@uniwebcms/site-content-collector v2.3.4
@uniwebcms/site-content-collector
A Node.js library that processes website content from a structured folder hierarchy into a standardized JSON format. The library reads content files (Markdown and JSON) and metadata (YAML), organizing them into a complete site structure that preserves page hierarchy and section ordering.
Installation
npm install @uniwebcms/site-content-collector
Usage Methods
This library can be used in three ways:
- As a Node.js module
- As a CLI tool
- As a webpack plugin
Node.js Module
import { collectSiteContent } from "@uniwebcms/site-content-collector";
async function processWebsite() {
try {
const content = await collectSiteContent("./website");
console.log(content);
} catch (err) {
console.error("Processing error:", err);
}
}
CLI Tool
Process content directly from the command line using npx
:
# Output to directory (creates site-content.json)
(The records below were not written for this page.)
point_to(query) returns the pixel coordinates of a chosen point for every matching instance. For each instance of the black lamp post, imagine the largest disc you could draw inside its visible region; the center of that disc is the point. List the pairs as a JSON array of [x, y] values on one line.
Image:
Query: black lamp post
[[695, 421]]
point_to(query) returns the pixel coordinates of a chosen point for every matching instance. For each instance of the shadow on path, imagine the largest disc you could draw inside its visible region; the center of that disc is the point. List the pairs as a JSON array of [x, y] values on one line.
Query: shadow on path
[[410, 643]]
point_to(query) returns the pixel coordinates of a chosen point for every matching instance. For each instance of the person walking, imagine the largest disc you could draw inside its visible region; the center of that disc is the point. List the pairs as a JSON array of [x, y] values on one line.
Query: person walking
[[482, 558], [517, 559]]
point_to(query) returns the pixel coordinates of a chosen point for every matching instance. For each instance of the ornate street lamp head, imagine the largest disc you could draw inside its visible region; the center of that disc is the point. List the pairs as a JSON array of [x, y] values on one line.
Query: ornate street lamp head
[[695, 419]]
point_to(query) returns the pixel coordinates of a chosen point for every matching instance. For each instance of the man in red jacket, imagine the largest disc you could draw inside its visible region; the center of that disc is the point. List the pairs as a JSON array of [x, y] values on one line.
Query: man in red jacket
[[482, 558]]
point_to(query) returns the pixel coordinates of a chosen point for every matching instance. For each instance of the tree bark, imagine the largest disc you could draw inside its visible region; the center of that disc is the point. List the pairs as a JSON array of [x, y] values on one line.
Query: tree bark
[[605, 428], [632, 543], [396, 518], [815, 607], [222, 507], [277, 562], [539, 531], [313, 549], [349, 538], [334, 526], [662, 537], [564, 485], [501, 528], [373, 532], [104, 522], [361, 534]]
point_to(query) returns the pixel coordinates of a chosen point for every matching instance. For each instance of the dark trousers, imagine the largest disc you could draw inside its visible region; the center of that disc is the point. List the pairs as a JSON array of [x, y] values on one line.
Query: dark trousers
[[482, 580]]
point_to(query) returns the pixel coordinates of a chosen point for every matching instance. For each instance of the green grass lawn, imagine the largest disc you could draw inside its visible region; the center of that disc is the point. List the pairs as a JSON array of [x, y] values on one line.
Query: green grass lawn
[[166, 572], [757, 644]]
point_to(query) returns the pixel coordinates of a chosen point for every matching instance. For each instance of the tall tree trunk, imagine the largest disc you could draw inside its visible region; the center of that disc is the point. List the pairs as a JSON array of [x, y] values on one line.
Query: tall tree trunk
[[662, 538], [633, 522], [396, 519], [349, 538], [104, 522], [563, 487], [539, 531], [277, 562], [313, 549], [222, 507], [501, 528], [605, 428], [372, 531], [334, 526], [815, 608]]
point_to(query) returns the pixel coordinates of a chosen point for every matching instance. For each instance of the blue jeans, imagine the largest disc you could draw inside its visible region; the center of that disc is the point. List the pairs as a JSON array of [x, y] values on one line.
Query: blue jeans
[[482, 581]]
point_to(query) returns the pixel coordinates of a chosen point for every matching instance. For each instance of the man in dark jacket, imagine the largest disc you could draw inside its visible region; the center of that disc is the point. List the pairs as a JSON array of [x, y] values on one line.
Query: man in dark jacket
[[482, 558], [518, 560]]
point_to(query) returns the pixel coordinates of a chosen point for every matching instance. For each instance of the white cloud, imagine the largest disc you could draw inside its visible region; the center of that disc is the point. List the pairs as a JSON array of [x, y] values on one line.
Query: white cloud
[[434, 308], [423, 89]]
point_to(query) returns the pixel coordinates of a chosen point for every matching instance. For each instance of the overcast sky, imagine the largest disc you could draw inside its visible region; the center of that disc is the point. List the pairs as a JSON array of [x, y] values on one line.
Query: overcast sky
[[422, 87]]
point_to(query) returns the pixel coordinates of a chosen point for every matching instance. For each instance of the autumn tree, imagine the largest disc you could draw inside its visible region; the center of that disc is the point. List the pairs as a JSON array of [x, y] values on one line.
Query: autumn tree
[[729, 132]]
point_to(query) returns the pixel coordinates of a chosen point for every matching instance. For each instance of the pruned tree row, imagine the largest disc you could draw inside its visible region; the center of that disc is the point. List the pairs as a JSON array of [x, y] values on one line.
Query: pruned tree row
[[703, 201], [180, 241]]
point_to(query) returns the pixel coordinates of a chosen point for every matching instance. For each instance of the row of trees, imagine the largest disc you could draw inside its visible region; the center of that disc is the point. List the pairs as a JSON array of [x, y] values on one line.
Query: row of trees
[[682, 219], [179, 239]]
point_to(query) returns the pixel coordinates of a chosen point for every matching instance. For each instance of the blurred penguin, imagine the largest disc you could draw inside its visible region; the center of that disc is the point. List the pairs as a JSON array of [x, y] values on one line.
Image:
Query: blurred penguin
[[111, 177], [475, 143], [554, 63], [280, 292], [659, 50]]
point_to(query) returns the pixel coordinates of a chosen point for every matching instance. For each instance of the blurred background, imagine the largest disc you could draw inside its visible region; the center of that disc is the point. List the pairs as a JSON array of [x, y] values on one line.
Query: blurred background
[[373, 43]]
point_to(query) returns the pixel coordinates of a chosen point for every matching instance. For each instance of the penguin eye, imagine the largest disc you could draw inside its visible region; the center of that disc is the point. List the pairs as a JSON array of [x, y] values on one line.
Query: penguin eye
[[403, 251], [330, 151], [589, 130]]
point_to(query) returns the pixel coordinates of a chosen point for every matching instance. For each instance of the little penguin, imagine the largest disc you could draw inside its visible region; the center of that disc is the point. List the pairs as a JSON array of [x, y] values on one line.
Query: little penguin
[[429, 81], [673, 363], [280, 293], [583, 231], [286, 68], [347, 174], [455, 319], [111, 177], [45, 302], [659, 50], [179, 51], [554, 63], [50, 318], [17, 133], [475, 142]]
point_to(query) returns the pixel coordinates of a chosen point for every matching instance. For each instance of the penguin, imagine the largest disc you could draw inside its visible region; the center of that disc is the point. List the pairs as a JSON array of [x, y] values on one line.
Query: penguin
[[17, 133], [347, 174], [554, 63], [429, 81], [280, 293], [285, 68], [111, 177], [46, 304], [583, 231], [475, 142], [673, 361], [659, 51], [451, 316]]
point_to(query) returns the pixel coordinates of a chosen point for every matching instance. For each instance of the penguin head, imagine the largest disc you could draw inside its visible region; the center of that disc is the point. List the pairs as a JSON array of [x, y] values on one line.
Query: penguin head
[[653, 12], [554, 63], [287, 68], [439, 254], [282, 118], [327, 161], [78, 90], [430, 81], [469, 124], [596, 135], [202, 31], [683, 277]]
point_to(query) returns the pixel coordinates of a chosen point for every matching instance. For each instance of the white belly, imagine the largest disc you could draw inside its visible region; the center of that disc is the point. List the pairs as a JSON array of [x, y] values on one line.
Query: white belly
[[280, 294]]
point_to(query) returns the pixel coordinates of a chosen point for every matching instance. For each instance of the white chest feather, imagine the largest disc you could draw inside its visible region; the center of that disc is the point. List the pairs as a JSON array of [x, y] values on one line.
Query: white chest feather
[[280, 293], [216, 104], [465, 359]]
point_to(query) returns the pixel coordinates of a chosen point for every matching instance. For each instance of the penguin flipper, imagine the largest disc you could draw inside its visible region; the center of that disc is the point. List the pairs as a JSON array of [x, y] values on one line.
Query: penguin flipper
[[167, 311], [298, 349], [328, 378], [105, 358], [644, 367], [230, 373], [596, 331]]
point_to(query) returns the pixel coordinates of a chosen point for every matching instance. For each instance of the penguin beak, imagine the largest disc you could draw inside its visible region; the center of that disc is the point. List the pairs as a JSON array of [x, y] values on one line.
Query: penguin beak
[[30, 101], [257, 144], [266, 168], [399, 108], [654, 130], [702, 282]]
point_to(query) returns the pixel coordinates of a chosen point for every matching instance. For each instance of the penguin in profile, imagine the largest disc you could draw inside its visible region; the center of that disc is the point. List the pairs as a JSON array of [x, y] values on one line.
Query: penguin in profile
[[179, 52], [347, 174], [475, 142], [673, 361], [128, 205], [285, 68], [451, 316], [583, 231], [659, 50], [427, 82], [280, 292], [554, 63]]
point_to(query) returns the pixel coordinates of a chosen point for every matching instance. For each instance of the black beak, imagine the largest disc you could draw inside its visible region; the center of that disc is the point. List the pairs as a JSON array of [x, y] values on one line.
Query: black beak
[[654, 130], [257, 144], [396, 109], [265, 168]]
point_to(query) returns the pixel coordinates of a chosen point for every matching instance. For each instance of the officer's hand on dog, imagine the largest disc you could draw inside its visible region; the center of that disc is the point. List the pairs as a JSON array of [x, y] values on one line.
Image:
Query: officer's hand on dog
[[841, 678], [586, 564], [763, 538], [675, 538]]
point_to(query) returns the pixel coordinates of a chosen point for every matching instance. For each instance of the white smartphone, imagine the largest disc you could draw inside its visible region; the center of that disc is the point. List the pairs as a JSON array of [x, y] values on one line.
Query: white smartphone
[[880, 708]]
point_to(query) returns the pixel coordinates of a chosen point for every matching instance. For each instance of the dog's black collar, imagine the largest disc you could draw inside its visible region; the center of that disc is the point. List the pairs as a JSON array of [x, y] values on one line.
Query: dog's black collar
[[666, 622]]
npx collect-content ./source-dir ./output-dir
# Output to specific JSON file
npx collect-content ./source-dir ./output-dir/custom-name.json
# With pretty-printed JSON output
npx collect-content ./source-dir ./output.json --pretty
# With verbose logging
npx collect-content ./source-dir ./output.json --verbose
The CLI enforces these rules for safety:
- When specifying a directory, it creates
site-content.json
inside it - When specifying a file, it must have a
.json
extension - Creates output directories if they don't exist
Webpack Plugin
The webpack plugin integrates content collection into your build process:
import { SiteContentPlugin } from "@uniwebcms/site-content-collector/webpack";
export default {
plugins: [
new SiteContentPlugin({
injectToHtml: true, // Optional: inject into HTML (requires html-webpack-plugin)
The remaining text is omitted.